B. Siwak: W sprawie Bema odwołamy się nawet do Strasbourga! [WIDEO]
![B. Siwak: W sprawie Bema odwołamy się nawet do Strasbourga! [WIDEO] B. Siwak: W sprawie Bema odwołamy się nawet do Strasbourga! [WIDEO] - Serwis informacyjny z Raciborza - naszraciborz.pl](img/archiwum-mini.jpg)
Na ulicy Bema odbyło się dziś spotkanie komitetu mieszkańców Raciborza przeciwnych przebudowie ulicy w wersji zaproponowanej przez urząd. Spotkanie zorganizował raciborski ekolog, Bogusław Siwak.

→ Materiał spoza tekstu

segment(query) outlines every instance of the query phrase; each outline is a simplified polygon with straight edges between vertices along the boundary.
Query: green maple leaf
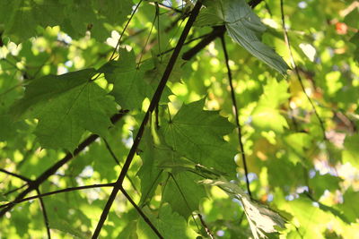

Na wstępie spotkanie Bogusław Siwak poinformował, że powstała już czwarta petycja w sprawie zaniechania przebudowy w takim wymiarze jaki planuje raciborski magistrat. – Petycja powstała w sobotę, ósmego maja. Dotąd zebraliśmy już ponad sto podpisów, w tym dwadzieścia od samych mieszkańców ulicy Bema – mówił raciborski ekolog.
Raciborzanin zaznaczył, że mieszkańcy nie są przeciwni remontowi drogi, ale nie zgadzają się z projektem przygotowanym na zlecenie Urzędu Miasta. – Przede wszystkim chcemy zmiany organizacji ruchu z dwu na jednokierunkowy. Nie zgadzamy się także z brukowaniem zieleni pod miejsca parkingowe, gdyż nie przybędzie od tego miejsca, ponieważ ma obowiązywać parkowanie równoległe. Nie można także pozwolić na przeniesienie miejsc parkingowych pod samo przedszkole, ponieważ te samochody będą smrodzić tym dzieciom, które teraz bawią się na placu zabaw – referował założenia projektu B. Siwak, dodając, że sprawa została już zgłoszona do sądu.
O miejskiej inwestycji na ul. Bema w prezentacji Urzędu Miasta
W trakcie spotkania głos zabrali także inni mieszkańcy niezadowoleni z proponowanego projektu przebudowy ulicy Bema. - Na końcu tej ulicy jest drugie przedszkole. Jak ten remont ma się do dzieci? Kto zagwarantuje, że te klony pozostaną na miejscu, a nie zostaną wycięte? – pytała raciborzanka.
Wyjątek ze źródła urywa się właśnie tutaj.